Posted July. 06, 2010 11:26,   


In early 1975, approximately a year after the first oil shock hit the world, Hyundai Group Chairman Chung Ju-yung announced his conglomerate’s advance into the Middle East. “Global money is flowing into the Middle East, a source of oil. The Middle East is not only the cause of the global recession but also the answer to overcoming it. This is the very reason we have to go to the Middle East,” he said. In his autobiography, he wrote, “Behind Hyundai’s rise as Korea’s largest business was its advance into the Middle East.”

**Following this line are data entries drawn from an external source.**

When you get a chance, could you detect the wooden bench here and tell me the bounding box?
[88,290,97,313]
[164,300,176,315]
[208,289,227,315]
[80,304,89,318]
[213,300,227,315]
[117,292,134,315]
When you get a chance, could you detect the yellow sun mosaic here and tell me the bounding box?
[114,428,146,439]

Teheran Road in Seoul’s southern district of Gangnam symbolizes Korea`s previous business boom in the Middle East. In June 1977, Samneung Road was renamed Teheran Road in commemoration of the Iranian capital mayor`s visit to Seoul. The Middle East boom started with Korean companies building roads and harbors but started to fade in the mid-1980s due to falling oil prices, rising emerging markets such as China and Southeast Asia, and the outbreak of the Persian Gulf War. In the 21st century, oil prices skyrocketed again to give Mideast countries hundreds of billions in oil money. Under these circumstances, Korean companies began entering the Middle East again.

The U.K.-based Financial Times said Korean companies last year won 36 billion dollars worth of construction projects in the Middle East, or one quarter of the region’s total and more than 15 times Korea’s 2003 figure of 2.3 billion dollars. While the daily has often criticized Korea in exaggerating the country’s economic woes, it reported on Korean business success in the Middle East in emphasizing the country`s landing of a huge order to build nuclear power plants in the United Arab Emirates. The Times said Korea is enjoying a second Mideast boom following that of the 1970s.

The search for a buyer for Hyundai Engineering and Construction, the group’s pioneer in the first Middle East boom, is underway. Korea Exchange Bank is expected to find a managing underwriter for the builder early this month. The bidding will likely be led by Hyundai Heavy Industries and the Hyundai-Kia Automotive Group. Amid the second Middle East boom, whether the value of the Hyundai Group will rise is drawing interest. No matter who buys it, Hyundai Engineering and Construction will attract attention should it spearhead another Korean advance into the Middle East.